Cette habitude, du reste, de tenir ces circonstances secrètes, faisait, ajoutait-il en ce moment, qu’il n’avait pas songé à les relater dans ses campagnes ; et puis elles étaient aujourd’hui presque hors de sa mémoire ; ce n’était plus guère, disait-il, que par hasard et dans le cours de ses conversations qu’elles pouvaient lui revenir, etc., etc.

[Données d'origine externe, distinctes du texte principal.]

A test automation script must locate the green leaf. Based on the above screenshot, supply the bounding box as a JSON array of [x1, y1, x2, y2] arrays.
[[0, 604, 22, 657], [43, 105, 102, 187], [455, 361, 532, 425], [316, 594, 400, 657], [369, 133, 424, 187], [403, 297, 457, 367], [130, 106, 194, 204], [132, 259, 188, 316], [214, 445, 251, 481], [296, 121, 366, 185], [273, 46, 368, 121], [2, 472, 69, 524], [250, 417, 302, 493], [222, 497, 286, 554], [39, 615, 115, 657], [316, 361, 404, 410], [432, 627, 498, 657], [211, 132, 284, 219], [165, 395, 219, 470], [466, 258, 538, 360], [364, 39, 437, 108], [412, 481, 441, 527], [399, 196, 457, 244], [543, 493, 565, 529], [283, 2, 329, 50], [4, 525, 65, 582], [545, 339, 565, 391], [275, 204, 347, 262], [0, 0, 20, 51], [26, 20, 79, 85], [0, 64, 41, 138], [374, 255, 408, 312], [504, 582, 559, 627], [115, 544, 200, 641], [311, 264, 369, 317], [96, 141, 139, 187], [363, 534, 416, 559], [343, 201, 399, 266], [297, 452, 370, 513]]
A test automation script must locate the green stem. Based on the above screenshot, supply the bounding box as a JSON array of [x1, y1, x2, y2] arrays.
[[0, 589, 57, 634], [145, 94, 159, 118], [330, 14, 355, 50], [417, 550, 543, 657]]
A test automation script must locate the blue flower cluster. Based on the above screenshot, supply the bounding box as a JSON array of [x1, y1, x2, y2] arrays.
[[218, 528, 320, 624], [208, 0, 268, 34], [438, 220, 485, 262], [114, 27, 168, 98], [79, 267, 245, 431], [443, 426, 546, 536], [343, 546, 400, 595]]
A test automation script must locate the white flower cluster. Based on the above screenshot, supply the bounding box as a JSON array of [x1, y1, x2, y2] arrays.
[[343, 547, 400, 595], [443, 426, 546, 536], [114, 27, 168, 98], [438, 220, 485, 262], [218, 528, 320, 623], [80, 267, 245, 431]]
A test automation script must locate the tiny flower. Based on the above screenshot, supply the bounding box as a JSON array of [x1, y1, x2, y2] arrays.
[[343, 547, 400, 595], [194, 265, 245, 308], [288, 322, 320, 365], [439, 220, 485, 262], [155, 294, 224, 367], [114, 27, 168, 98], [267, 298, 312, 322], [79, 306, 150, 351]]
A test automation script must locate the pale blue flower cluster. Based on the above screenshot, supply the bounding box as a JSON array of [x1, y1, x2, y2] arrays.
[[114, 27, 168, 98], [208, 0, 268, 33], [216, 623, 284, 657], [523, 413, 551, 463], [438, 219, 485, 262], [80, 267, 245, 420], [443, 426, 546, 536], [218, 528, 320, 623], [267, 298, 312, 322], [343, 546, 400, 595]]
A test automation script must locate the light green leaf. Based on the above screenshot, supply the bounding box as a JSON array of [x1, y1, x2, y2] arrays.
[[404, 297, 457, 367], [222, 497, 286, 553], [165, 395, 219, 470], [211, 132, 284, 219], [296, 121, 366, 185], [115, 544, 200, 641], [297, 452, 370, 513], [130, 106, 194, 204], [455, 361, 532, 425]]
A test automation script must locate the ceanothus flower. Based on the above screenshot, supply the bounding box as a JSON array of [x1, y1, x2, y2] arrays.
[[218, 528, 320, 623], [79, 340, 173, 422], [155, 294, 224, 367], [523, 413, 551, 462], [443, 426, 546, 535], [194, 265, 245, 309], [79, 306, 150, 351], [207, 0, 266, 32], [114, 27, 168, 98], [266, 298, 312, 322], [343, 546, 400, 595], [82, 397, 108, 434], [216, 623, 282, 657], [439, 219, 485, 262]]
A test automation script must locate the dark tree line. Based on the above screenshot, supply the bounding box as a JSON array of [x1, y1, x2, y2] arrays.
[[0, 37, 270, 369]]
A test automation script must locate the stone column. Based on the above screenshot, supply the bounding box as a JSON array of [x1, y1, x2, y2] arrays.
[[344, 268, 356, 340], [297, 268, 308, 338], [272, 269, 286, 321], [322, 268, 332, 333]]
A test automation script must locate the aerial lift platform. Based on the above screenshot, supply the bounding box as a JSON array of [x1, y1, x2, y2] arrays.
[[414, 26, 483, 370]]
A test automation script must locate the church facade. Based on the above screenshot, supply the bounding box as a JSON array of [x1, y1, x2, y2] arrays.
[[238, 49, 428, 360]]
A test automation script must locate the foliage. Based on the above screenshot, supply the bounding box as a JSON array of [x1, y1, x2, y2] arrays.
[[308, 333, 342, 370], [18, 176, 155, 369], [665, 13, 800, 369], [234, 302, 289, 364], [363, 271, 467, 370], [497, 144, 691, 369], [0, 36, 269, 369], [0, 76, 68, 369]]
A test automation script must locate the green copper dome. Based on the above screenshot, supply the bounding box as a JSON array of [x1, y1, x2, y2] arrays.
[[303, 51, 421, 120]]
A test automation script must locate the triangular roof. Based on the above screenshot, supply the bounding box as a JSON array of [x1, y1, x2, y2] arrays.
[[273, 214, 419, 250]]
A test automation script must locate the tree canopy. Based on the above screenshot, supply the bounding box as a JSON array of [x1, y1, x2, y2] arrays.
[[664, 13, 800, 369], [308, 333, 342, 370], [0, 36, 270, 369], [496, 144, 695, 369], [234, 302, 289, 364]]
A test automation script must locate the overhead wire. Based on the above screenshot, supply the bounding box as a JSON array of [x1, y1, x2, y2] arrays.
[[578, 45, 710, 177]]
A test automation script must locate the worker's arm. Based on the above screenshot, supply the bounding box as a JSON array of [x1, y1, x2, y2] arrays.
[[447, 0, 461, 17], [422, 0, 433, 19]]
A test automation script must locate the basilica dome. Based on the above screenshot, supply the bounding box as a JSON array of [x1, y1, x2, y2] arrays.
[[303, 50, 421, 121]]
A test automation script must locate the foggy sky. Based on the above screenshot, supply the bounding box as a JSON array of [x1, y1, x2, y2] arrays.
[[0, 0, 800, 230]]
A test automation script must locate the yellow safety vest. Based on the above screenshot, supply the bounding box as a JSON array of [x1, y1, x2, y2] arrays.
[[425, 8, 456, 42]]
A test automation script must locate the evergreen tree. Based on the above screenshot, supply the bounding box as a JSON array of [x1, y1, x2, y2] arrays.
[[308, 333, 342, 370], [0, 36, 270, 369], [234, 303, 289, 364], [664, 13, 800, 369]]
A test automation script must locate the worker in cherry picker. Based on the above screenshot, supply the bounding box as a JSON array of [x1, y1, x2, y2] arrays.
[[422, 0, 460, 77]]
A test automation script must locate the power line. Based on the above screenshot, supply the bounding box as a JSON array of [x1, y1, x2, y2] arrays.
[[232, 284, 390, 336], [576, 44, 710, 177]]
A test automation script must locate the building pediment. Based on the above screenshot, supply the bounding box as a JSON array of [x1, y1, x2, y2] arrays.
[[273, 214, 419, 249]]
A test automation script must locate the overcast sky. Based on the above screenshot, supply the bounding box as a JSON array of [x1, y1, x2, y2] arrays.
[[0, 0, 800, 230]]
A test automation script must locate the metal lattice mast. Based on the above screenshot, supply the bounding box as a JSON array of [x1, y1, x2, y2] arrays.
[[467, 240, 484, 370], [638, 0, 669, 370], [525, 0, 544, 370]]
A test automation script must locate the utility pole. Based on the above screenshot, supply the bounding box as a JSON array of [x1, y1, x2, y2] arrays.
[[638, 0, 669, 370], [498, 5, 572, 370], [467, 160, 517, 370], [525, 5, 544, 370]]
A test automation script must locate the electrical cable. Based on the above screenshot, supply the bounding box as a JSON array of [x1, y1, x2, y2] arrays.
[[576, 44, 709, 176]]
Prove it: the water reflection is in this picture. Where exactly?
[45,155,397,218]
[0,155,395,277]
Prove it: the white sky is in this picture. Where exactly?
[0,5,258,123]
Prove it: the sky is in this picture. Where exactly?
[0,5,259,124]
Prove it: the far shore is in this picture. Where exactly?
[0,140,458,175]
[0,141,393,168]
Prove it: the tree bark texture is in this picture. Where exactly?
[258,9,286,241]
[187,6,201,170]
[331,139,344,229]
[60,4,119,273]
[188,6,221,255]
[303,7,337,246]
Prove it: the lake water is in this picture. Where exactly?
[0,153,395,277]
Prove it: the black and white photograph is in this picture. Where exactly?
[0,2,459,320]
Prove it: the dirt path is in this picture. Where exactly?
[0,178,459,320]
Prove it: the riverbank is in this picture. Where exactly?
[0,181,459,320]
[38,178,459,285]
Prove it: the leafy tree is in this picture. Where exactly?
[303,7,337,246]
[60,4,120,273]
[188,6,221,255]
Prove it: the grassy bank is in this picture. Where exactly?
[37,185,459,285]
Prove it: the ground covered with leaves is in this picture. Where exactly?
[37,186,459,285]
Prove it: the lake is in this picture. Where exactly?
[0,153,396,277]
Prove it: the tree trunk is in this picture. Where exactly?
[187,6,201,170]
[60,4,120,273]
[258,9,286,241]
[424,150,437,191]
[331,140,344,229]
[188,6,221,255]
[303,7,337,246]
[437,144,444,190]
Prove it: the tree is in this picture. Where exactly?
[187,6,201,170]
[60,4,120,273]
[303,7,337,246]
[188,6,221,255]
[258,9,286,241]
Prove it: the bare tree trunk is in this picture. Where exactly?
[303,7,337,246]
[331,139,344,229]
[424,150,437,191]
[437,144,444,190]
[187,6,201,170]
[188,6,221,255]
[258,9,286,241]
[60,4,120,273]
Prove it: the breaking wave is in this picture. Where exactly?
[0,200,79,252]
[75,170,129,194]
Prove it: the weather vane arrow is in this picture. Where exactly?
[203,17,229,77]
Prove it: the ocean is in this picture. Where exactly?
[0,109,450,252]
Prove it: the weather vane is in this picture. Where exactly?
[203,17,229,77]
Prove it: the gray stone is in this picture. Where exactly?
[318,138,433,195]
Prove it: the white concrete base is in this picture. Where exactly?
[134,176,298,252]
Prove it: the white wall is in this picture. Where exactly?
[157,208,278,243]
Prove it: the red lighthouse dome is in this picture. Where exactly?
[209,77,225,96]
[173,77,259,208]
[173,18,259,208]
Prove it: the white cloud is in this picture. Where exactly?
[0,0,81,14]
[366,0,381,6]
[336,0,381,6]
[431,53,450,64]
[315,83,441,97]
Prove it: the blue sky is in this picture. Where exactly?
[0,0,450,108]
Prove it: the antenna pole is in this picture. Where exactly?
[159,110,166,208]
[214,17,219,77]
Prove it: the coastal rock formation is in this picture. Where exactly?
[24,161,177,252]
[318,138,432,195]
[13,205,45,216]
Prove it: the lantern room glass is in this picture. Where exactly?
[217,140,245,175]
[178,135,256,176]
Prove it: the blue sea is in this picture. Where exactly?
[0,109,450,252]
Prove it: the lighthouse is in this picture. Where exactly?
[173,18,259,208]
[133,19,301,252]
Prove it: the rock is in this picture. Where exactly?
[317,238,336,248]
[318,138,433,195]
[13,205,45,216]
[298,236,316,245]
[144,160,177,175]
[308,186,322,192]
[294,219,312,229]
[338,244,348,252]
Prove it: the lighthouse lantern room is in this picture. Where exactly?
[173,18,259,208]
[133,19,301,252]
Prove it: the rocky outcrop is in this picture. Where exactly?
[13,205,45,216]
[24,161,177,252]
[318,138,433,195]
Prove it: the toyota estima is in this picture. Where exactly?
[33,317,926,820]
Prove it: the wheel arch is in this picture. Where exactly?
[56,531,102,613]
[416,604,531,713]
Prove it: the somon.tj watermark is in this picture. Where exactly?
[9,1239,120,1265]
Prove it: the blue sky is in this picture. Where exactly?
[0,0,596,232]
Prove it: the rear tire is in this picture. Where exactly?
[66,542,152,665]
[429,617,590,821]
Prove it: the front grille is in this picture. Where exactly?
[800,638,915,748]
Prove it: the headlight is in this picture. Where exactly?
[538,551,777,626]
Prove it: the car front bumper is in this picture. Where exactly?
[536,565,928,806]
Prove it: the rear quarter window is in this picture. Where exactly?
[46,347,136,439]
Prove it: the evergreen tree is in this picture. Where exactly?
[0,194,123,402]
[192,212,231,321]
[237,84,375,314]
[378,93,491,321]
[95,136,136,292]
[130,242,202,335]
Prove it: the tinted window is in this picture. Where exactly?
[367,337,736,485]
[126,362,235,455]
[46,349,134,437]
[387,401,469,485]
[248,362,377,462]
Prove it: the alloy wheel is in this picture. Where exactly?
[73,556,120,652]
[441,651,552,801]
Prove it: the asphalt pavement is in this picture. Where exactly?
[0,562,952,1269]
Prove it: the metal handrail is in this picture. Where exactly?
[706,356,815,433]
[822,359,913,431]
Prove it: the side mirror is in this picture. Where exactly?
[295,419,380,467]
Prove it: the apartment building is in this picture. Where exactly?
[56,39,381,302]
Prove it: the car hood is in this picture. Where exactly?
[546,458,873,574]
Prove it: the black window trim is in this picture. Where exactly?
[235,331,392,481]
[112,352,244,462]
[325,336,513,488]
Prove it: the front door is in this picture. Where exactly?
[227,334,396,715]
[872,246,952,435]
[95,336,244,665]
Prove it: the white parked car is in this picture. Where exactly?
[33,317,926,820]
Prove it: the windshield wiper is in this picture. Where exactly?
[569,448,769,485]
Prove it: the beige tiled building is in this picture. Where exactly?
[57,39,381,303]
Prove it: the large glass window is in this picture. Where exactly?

Ma conversation avec un Anglais.


Mardi 26.

L’Empereur a continué d’être indisposé.

Un des Anglais, dont la femme avait été refusée hier à la suite de l’amiral, est venu me rendre visite ce matin, dans l’intention d’essayer une nouvelle et dernière tentative pour parvenir à Napoléon. Cet Anglais parlait très bien le français, ayant demeuré en France pendant toute la guerre. C’était un de ceux connus dans le temps sous le nom de détenus ; un de ceux qui, venus en France comme voyageurs, s’y trouvèrent arrêtés par le Premier Consul, lors de la rupture du traité d’Amiens, en représailles de ce que le gouvernement anglais avait, suivant sa coutume, saisi nos bâtiments marchands avant de nous déclarer la guerre. Cette circonstance causa une longue et vive discussion entre les deux gouvernements, et empêcha même, durant toute la guerre, un cartel d’échange. Les ministres anglais s’obstinèrent à ne vouloir pas regarder leurs compatriotes arrêtés comme des prisonniers, dans la crainte que ce ne fût une renonciation implicite à leur espèce de droit de piraterie. Toutefois cette obstination de leur part valut une longue captivité à leurs compatriotes ; ils ont été retenus en France plus de dix ans : c’est l’absence du siège de Troie, aussi longue, aussi pénible, mais moins glorieuse.

Cet Anglais était beau-frère de l’amiral Burton, qui venait de mourir, commandant la station de l’Inde. Cette circonstance pouvait lui donner quelques rapports directs avec les ministres, à son arrivée en Angleterre ; il pouvait avoir été choisi par l’amiral pour y rendre bien des choses qui nous concernent ; je n’ai donc pas refusé la conversation, je l’ai même prolongée. Elle a duré plus de deux heures, toute calculée de ma part sur ce qu’il pouvait redire à l’amiral, répéter au gouvernement ou dans les cercles en Angleterre. J’en fais grâce ; on n’y retrouverait que l’éternelle récapitulation de nos reproches et de nos griefs, la fastidieuse répétition de nos plaintes et de nos douleurs.